Photo © bikelovejones

This photo of bikelovejones’ Xtracycle just about says it all.

[via bikelovejones]

8 Responses to “Fuel Economy”

  • Geoff says:

    If that’s a bumper sticker, where can we get ‘em ??

  • Tom says:

    Stickers and patches, but no goats, here: http://www.zeropergallon.com/

  • Geoff says:

    What a terrific idea, I thought, until I got to the guy’s website and the ordering page. Maybe being 65 and a bit conservative is why I’m kind of shocked and offended by profanity. This guy’s glibness is silly, immature, and unprofessional for a ‘businessman’, so I think I’ll pass, thanks…

  • Alan says:

    @Geoff

    I just chalked it up to a bit of irreverent “urban bike culture”; didn’t really offend me. I bought five…

    Alan

  • arcadiagt5 says:

    @Geoff

    Not that old but have to agree with you.
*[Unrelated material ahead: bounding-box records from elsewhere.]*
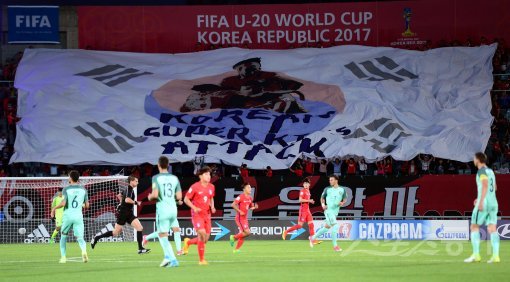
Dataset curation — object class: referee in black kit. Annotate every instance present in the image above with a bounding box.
[90,175,151,254]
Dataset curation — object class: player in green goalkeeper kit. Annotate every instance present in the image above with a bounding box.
[309,175,347,252]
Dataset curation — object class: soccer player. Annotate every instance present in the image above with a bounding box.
[142,220,183,256]
[282,177,320,245]
[464,152,500,263]
[309,175,347,252]
[149,156,182,267]
[51,170,90,263]
[230,183,259,253]
[90,175,151,255]
[183,166,216,265]
[50,187,64,243]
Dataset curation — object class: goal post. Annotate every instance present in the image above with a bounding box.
[0,176,135,244]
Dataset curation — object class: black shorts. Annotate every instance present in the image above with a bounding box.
[117,211,137,225]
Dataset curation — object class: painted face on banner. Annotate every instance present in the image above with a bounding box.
[145,58,346,141]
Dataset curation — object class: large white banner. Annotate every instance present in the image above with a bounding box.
[11,45,496,169]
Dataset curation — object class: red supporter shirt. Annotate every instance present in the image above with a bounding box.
[305,162,313,174]
[234,193,253,216]
[240,168,248,178]
[347,163,356,174]
[299,188,310,211]
[186,182,214,216]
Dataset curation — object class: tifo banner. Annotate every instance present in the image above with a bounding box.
[7,6,60,43]
[78,0,510,53]
[11,45,496,169]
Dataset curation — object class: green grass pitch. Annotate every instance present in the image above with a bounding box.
[0,239,510,282]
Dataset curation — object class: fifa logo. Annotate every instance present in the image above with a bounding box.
[402,8,415,37]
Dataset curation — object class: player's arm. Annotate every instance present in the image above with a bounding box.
[321,188,328,210]
[148,185,159,201]
[83,190,90,209]
[210,198,216,213]
[51,197,67,213]
[50,197,57,218]
[299,193,315,204]
[147,177,159,201]
[175,179,182,206]
[124,197,139,205]
[478,174,489,211]
[184,188,202,212]
[340,189,347,207]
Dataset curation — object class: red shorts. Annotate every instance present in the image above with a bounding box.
[298,210,313,222]
[236,215,250,232]
[191,215,211,234]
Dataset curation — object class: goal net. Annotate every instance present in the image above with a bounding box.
[0,176,136,244]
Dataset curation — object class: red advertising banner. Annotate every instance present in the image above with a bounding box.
[78,0,510,53]
[138,175,510,219]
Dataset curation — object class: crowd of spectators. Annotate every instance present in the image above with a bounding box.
[0,37,510,178]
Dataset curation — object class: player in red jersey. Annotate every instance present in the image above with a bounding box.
[282,178,321,244]
[183,166,216,265]
[230,183,259,253]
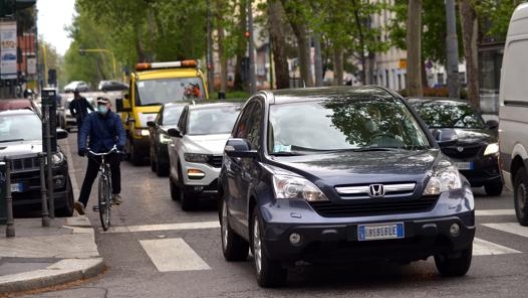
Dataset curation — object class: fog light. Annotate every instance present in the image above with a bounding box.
[449,223,460,237]
[290,233,301,244]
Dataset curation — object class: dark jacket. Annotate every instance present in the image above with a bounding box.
[78,111,126,153]
[70,97,94,125]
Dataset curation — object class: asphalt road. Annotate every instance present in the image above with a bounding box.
[22,133,528,298]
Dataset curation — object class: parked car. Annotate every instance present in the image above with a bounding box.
[147,101,189,176]
[0,109,74,216]
[168,103,240,210]
[57,97,94,132]
[499,3,528,226]
[218,86,475,287]
[97,80,128,92]
[64,81,90,93]
[408,98,503,196]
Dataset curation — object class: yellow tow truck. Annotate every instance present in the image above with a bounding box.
[116,60,209,165]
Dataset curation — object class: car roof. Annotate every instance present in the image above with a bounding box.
[189,102,242,110]
[260,86,399,105]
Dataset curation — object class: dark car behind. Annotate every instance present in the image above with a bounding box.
[218,87,476,287]
[407,98,503,196]
[0,109,74,216]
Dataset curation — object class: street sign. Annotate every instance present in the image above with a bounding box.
[0,21,17,80]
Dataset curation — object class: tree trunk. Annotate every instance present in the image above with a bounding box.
[407,0,423,96]
[268,0,290,89]
[460,0,480,110]
[334,48,343,86]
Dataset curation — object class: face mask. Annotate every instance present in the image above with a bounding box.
[97,105,108,114]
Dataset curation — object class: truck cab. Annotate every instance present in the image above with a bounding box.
[116,60,209,165]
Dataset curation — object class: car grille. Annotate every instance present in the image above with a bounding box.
[442,145,484,158]
[310,197,438,217]
[11,156,40,173]
[207,155,223,168]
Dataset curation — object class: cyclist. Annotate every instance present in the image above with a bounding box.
[75,97,126,215]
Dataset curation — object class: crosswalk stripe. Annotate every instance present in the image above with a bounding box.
[473,238,521,256]
[475,209,515,216]
[140,238,211,272]
[106,221,220,233]
[482,222,528,238]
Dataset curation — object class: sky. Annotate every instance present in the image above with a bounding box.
[37,0,75,55]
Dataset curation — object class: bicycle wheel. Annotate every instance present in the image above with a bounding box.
[99,175,111,231]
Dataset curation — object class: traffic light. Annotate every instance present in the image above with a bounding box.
[0,0,16,17]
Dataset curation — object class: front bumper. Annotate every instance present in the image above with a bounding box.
[264,212,475,262]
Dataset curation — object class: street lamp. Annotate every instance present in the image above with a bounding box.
[79,49,117,78]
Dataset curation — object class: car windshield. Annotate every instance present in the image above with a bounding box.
[0,114,42,143]
[187,106,240,135]
[268,97,430,154]
[162,105,185,125]
[412,101,486,129]
[136,78,205,106]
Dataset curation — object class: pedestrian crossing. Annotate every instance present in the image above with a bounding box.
[107,209,528,272]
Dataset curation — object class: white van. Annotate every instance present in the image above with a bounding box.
[499,3,528,226]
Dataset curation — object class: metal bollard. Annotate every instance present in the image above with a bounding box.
[39,154,50,227]
[4,157,15,238]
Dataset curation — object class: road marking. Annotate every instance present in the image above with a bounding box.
[473,238,521,256]
[475,209,515,216]
[139,238,211,272]
[106,221,220,233]
[482,222,528,238]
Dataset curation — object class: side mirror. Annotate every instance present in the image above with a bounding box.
[224,139,257,158]
[168,124,183,138]
[431,128,458,147]
[486,120,499,129]
[57,128,68,140]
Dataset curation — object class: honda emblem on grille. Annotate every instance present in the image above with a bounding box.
[369,184,385,198]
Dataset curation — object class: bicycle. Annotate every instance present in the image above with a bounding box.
[87,145,120,231]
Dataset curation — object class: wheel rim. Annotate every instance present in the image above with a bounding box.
[222,201,229,250]
[517,183,526,215]
[253,216,262,274]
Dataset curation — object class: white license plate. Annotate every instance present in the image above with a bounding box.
[358,222,405,241]
[11,183,24,192]
[455,162,473,170]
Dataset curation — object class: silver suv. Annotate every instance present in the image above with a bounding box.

Cool idea but I can do without the attitude that comes with it

  • jason says:

    I actually find the product fairly offensize, or at least obnoxious, on the bike. in my bike room, yes, it would be cool over the stand, where I and a few friends or visitors who know more about me could see it.
    I equate it to loud pipes on harleys. just another way of screaming “look at me, up yours, my idiom is far better than your own”.
    as one of the only full time bicycle users in a hilly tourist town, I feel I should keep the tone a little more dignified, less fanatical tree huggerish. you catch a lot more flies with sugar than with vinager.

  • Tim Guthrie says:

    Cycling to work, or for errands should be down right conservative, using your own power, excercising freedom, and a display of strength and resolve. It is the ultimate in being self sufficient.

    Many will ignore the idea of cycling for transportation, not wanting to be associated with some of what they have seen from us. Cycling will not be mainstream until we are seen as mainistream. It is cultural. Biking in the south, and in rural areas the contrast is somewhat greater because most folks are more culturaly conservative. Most people don’t look for solutions from ‘other cultures’ most desire a certain degree of at least preceived normalcy, and many cycling advocates flaunt (as is their right) their ‘alternative cultures’ and cycling for transportation is damaged by being out of cultural norms.

    What they need to see is ‘normal’ people cycling for transportation. Cycling advocates need to promoate how ‘normal’ folks are finding benefits by pedaling instead of driving.

    None of the above was meant to be offensive, or a value judgement, just my observation as a conservative who has spent part of the last 20 years cycling in rural areas.

  • Alan says:

    Hi Tim,

    I agree with your observations.

    One other idea to consider.. Around here, a majority (not all) of the people cycling strictly for transportation do so either because they can’t afford a car or they lost their driver’s license due to multiple DUIs. Consequently, there seems to be a stigma associated with hauling stuff around on your bike, particularly if it’s a beater.